レオンが双極刃を展開すると、リュミエルがすぐ横に並ぶ。


「私も行く。……あなたが誰と向き合っても、私は絶対、隣にいる」


レオンはふと横目で見た。


彼女のその“想い”が、強すぎて息苦しく感じたことに気づく。


──けれど、それを否定することもできなかった。



「来るよ……!」


守護者の魔力が炸裂した。

フィールドが複層構造に変化し、重力と時間の歪みが襲いかかる。


《バトル構成:階層型/試練区画展開》


「レオンくん、私が時間を止める! その間に!」


「わかった!」


リュミエルが《魔時結晶》を起動し、一瞬、時の流れを鈍化させる。

その瞬間、レオンが閃光のごとく突撃する。


「──破ッ!!」


一閃。守護者の表層を削ぐ。


が、その下にはさらなる魔導機構が存在した。


『防衛層解除──第二階層、展開』


都市全体が“魔導生体”のように変貌していく。


「っ……これ、まるで都市そのものが敵だ……!」


リュカがすぐ後ろに転移し、補助陣を展開する。


「座標固定成功! 今なら攻撃が通る!」


「リュカ、よくやった!」


その言葉に、リュカの頬が僅かに紅くなる。


が──


「ねえ、レオンくん。

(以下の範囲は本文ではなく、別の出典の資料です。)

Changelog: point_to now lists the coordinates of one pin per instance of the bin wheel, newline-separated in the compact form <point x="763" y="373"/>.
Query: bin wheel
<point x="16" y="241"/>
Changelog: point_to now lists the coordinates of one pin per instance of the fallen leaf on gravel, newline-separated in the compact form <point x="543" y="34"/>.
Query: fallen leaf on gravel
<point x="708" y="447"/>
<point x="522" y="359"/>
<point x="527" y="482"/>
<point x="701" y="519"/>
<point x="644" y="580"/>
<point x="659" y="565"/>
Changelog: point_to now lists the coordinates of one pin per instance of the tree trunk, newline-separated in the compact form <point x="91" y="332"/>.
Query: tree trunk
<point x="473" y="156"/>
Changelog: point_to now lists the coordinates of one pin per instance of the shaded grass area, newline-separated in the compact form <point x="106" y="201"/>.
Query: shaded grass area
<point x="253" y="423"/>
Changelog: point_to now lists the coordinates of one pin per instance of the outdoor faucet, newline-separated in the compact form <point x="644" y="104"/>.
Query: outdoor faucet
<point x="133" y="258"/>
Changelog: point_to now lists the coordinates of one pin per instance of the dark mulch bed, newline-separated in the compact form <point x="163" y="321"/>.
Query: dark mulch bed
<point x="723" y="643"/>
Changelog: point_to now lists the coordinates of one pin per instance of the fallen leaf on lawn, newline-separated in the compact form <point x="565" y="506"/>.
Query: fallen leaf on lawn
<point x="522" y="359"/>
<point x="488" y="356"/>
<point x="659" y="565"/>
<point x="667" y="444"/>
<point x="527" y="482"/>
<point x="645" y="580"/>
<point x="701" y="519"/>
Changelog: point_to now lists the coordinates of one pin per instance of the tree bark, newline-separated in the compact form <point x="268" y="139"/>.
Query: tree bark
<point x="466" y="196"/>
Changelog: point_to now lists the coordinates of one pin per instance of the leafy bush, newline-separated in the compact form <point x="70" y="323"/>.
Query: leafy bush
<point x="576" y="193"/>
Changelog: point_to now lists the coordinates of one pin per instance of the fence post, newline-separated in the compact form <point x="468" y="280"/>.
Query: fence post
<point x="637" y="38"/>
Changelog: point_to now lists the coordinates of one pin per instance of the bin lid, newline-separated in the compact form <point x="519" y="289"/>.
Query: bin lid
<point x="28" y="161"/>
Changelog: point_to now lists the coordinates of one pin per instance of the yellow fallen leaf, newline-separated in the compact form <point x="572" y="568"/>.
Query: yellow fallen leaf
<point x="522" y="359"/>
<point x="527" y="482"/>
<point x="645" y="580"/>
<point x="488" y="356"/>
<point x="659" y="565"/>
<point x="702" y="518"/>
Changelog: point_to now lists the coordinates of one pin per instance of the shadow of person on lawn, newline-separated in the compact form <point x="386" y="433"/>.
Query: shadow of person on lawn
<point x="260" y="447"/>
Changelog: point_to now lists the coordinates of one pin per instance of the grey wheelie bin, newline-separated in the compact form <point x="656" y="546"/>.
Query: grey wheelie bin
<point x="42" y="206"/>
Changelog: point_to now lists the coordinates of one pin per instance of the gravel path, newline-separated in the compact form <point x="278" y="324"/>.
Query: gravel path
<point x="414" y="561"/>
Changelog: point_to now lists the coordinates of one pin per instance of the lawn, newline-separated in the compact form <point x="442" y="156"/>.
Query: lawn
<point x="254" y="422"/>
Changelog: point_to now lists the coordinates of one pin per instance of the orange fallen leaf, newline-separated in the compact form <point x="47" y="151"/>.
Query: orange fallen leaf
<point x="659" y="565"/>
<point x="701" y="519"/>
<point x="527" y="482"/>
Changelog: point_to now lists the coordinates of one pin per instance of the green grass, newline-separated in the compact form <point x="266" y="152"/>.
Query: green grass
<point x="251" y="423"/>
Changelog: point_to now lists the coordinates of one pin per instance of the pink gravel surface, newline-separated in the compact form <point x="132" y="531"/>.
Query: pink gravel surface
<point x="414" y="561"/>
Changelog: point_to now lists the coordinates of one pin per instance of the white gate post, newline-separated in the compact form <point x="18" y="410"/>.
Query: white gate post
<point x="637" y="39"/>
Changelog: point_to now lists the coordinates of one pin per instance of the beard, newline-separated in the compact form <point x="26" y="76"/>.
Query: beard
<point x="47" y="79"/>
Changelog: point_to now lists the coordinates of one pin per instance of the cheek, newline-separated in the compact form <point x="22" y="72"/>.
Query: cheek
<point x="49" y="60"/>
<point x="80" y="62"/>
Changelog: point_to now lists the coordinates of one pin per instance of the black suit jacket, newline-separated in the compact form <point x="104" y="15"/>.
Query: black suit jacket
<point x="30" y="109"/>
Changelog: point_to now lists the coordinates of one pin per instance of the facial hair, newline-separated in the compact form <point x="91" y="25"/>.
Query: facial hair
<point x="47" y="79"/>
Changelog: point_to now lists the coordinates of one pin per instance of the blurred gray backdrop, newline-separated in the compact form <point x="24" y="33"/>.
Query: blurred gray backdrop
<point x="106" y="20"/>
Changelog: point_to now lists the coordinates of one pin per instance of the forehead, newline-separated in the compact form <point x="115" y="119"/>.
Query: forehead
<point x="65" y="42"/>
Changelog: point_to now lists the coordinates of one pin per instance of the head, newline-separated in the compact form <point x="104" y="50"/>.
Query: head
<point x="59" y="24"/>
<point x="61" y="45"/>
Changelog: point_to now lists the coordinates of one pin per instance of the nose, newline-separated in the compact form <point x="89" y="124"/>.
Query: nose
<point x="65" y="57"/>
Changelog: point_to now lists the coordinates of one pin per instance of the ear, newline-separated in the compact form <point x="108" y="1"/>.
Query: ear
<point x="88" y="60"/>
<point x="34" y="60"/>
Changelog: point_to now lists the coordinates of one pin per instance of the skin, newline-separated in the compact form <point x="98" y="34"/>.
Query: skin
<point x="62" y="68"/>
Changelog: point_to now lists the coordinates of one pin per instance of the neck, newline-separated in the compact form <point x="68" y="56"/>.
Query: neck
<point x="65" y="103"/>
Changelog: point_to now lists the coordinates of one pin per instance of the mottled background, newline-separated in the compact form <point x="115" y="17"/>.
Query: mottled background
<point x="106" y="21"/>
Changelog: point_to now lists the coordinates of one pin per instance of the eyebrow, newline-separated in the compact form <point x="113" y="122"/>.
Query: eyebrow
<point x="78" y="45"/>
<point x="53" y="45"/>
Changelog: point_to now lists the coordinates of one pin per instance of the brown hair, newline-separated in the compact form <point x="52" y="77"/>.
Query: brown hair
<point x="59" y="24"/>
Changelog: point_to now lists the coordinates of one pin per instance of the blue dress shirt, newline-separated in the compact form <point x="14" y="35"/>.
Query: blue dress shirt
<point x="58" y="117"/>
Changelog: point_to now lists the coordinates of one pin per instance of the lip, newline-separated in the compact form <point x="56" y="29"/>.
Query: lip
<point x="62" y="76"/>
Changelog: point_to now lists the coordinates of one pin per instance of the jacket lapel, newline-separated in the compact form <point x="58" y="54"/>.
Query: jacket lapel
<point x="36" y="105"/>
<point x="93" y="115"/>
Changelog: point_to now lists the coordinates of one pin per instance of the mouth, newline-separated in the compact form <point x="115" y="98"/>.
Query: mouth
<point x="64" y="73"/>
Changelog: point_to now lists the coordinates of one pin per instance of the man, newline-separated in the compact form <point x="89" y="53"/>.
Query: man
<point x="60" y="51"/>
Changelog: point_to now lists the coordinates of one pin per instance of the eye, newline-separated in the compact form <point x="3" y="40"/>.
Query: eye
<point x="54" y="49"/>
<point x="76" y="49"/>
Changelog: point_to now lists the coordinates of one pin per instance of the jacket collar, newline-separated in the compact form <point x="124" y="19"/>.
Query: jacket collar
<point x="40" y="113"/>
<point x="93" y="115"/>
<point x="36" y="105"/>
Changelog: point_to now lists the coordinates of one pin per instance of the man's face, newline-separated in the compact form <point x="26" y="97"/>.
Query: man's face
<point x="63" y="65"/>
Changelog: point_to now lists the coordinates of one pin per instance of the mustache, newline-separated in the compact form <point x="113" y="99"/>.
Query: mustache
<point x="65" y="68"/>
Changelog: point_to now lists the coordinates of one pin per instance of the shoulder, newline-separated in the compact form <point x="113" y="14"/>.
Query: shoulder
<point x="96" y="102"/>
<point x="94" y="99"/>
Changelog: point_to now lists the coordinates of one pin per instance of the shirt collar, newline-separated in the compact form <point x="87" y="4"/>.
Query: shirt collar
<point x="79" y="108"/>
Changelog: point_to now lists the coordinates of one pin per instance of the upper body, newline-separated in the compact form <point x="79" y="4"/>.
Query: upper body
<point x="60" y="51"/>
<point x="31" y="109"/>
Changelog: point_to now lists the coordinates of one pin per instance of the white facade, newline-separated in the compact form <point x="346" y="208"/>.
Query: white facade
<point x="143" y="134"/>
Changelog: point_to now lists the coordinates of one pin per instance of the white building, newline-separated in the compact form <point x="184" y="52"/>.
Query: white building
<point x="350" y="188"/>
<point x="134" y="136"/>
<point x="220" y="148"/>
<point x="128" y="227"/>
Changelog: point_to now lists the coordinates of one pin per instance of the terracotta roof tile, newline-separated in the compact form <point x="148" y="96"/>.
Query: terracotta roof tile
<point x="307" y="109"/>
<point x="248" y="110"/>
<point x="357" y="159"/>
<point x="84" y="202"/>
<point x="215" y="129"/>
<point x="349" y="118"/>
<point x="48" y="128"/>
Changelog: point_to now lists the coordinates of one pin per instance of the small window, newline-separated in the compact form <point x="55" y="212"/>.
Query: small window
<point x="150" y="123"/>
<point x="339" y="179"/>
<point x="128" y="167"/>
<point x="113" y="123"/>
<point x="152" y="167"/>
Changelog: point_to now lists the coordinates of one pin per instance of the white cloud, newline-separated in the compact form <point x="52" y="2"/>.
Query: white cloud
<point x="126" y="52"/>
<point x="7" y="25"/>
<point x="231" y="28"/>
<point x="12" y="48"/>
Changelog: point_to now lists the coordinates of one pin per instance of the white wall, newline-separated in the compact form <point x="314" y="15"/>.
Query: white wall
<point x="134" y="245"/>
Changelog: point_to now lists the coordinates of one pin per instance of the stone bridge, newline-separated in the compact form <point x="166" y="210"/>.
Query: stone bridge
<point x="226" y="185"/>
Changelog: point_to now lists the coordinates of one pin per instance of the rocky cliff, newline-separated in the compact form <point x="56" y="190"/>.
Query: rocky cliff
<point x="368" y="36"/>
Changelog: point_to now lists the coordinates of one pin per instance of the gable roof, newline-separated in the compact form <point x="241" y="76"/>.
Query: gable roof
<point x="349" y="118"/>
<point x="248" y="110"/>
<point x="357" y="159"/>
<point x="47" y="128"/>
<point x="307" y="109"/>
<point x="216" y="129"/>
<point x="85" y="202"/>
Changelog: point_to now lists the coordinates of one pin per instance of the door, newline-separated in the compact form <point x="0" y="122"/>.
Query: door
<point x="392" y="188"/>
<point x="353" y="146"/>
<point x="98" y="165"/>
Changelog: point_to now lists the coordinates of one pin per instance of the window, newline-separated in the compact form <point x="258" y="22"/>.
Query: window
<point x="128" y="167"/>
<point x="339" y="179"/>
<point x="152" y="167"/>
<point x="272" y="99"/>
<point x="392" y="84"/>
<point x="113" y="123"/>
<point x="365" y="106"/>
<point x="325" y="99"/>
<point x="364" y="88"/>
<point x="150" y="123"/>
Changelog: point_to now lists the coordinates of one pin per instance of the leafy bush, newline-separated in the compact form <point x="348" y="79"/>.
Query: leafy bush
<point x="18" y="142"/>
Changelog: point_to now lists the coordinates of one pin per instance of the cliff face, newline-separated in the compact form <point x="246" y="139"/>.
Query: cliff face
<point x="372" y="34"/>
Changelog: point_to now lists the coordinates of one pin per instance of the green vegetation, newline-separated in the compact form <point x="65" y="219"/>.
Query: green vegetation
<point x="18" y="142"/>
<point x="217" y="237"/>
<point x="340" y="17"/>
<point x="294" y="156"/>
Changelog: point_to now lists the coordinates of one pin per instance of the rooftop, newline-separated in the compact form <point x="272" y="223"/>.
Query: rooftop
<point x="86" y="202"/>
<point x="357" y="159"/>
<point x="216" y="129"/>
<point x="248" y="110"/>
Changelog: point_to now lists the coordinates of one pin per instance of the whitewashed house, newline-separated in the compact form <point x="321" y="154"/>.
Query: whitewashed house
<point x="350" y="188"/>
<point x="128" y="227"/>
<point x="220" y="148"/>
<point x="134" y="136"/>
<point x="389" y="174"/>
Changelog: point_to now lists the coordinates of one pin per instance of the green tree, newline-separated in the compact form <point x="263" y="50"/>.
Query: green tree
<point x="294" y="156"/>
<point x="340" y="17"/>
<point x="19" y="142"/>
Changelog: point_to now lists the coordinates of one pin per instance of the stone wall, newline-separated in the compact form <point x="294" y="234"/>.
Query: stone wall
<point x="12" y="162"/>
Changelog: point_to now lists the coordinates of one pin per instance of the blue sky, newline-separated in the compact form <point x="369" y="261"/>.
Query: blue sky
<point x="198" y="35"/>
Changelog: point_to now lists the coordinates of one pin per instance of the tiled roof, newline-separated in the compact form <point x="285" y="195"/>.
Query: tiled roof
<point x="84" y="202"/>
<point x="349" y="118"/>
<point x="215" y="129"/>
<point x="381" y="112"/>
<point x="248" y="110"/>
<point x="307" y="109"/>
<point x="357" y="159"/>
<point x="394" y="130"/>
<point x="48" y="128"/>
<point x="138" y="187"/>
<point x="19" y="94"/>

どうして、そうやってすぐ褒めるの?」


リュミエルが、笑顔のまま小さく囁く。


「私がいるのに。そっちばかり見てたら……“傷つく”よ?」


レオンの背中に、ぞくりと冷気が走った。


(リュミエル……今のは……!)


彼女は微笑んだまま、再び戦闘陣へ向かって走る。



第二階層の構造核に到達したレオンたち。


守護者が最後の攻撃を放つ。


「──最大魔力出力、受けきれない……!」


リュカが叫ぶ。


そのとき、リュミエルが前に出る。


「……なら、私が“壊す”!」


魔力を極限まで圧縮し、彼女は自らの周囲を灼熱の魔導結界で包んだ。


「レオンくん。あなたに触れるものは、全部、焼いてあげる」


──ヤンデレ。それは、愛の形をした狂気。


「識術──“終焉領域・断滅”」


全方位に展開された魔力が、守護者の核心を焼き払った。


爆音と共に、試練が終了する。


《戦闘終了》

《継承者記録:アーク・ミレニア通過認証》

《階梯上昇可能判定:保留中/次試練に移行》



廃墟の奥で、一つの扉が開いた。


その先に立っていたのは――

白い髪に獣耳を持ち、深紅の瞳を持つ“異種の少女”だった。


「……おまえたちが、“来た”のか」


次なる出会いと、次なる戦いが、静かに始まろうとしていた。